Although having this information is wonderful it may be a hard to interpret visually in this format. Making maps using this data allows for a much more visually appealing way of presenting the data.



     Three important stats to pay special attention to are Skewness, Kurtosis and Standard Deviation. Skewness is important because it shows how symmetrical the distribution is. The closer you are to zero the more symmetrical the data is. With this in mind if we look at the skewness of Organic Farms in Wisconsin we can see that at 6.26 there is a substantial difference between 6 and 0 in terms of skewness meaning our data is not very symmetrical. Looking at the Goat Farm data however presents a different story, with a skewness of .86 that is within the 1 to 0 threshold and means our data is distributed relatively symmetrically throughout. Kurtosis is important because it quantifies whether or not the data matches the Gaussian distribution. In order to have Gaussian Distribution the kurtosis has to be 0. Very similarly to skewness we see that the Organic Farm data is nowhere near to a Gaussian Distribution while the Goat Farm data is within the 1 threshold. Lastly standard deviation is important because it shows how closely data is clustered around the mean. By looking at the map above you can see the standard deviation for Goat Farms by county. The lower the standard deviation the more tightly your data is clustered around the mean.
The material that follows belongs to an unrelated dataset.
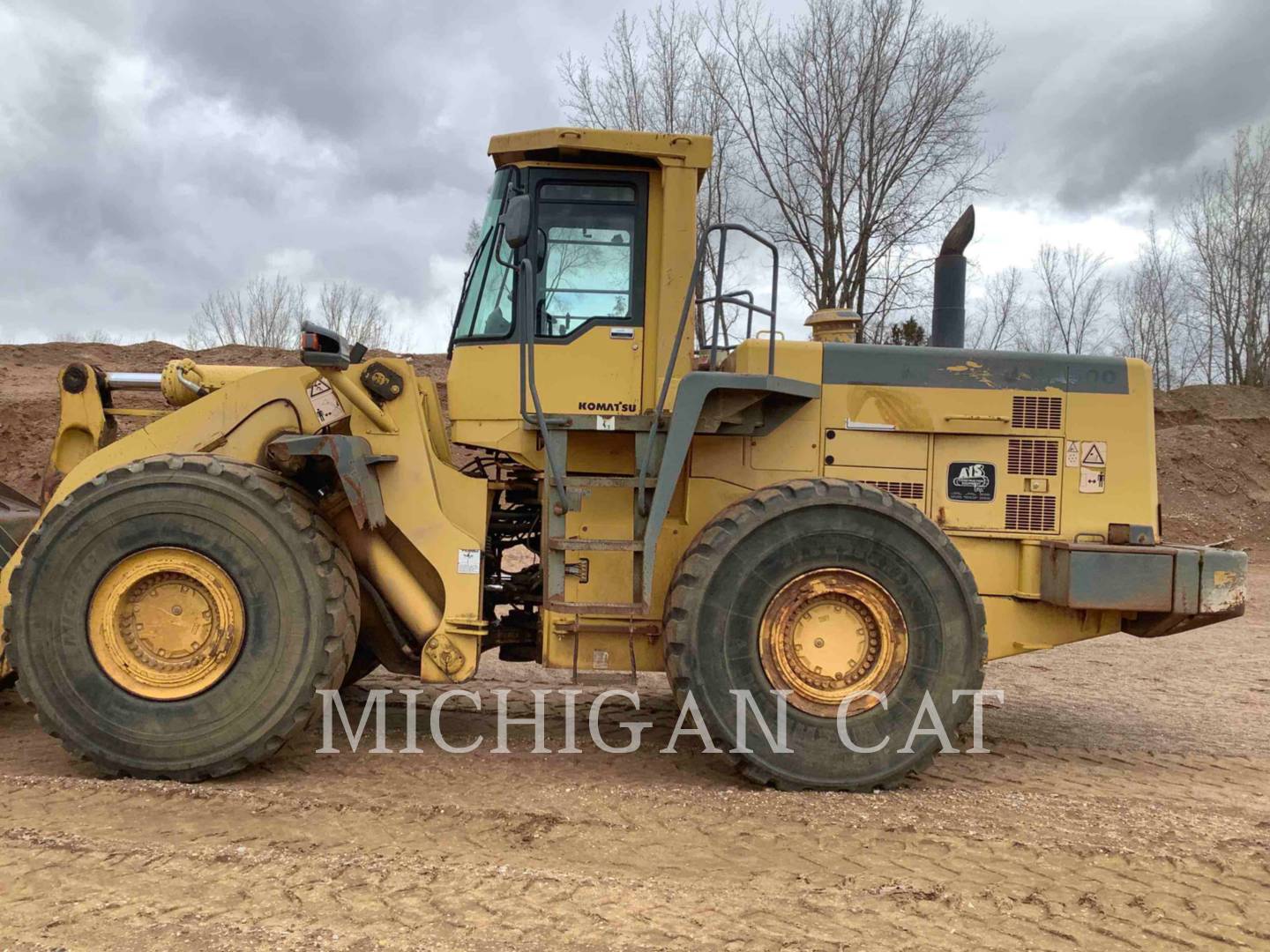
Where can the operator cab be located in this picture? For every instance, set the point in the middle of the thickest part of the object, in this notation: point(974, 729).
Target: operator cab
point(605, 210)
      Whether or not an Organic Goat Farm should be built in the state of Wisconsin really comes down to many variables. Some of the questions that need to be asked in addition to the data we were given include: What plants are you going to grow along with having the goats? Are you dedicating your sales to local markets? How big of farm do you want to have? Where is your primary customer base located? Do you want to be in an area that already has a lot of the same products you will have? Would you rather have the farm in an area with no other farms Organic or Goat related? These and many more questions need to be asked and considered when picking a location for a potential farm. Over 99% of Wisconsin farms are family owned, consumers are aware of this. The idea of an Ag Firm coming in might not sit as well with the consumers as they would hope.

     Looking at the maps we can certainly see some patterns and they make sense knowing Wisconsin's topography and locations of large populations. Both Organic and Goat farms are located in the most popular agricultural counties around the state. Counties that have good soil, easily farmed terrain, climate although varies slightly throughout the state is certainly a factor, markets available in relation to the farms location. Based on the information I have, I would recommend Clark, Monroe, Vernon, Trempealeau, Grant counties all good possible candidates. These are counties with a rich history of agriculture and based on the data these counties all support a blend of Organic and Goat farms so having an Organic Goat Farm would be a perfectly acceptable. These counties are good for the firm if they are interested in taking other farms head on as there is obvious competition already established in these counties. As a wildcard county I would select Brown county. Although there is already a couple of Organic and Goat farms located in the county there is a huge opportunity for sales with Brown county being a huge tourism county. It is the home of Green Bay and also very close to the hugely popular Door county for visitors. If we had more information this area could be explored further but the potential is there simply based on the farm data. I believe the "Percentage of Organic Farms by County" and the "Percentage of Statewide Goat Farms Per County" are both great maps for explaining my reasoning.

  The potential for a successful Organic Goat Farm in Wisconsin is certainly there. When doing a quick Google search for "wisconsin organic goat farm" there was more than 400,000 results. The interest and information is out there. There is pages of variables that need to be considered to make the most informed decision. A relatively safe bet for this farm would be one in a county already rich with agriculture and one to take a chance on would be one away from the most popular counties for farming but counties that really bank on tourism such as Brown or Door County, pending the right farming variables are there.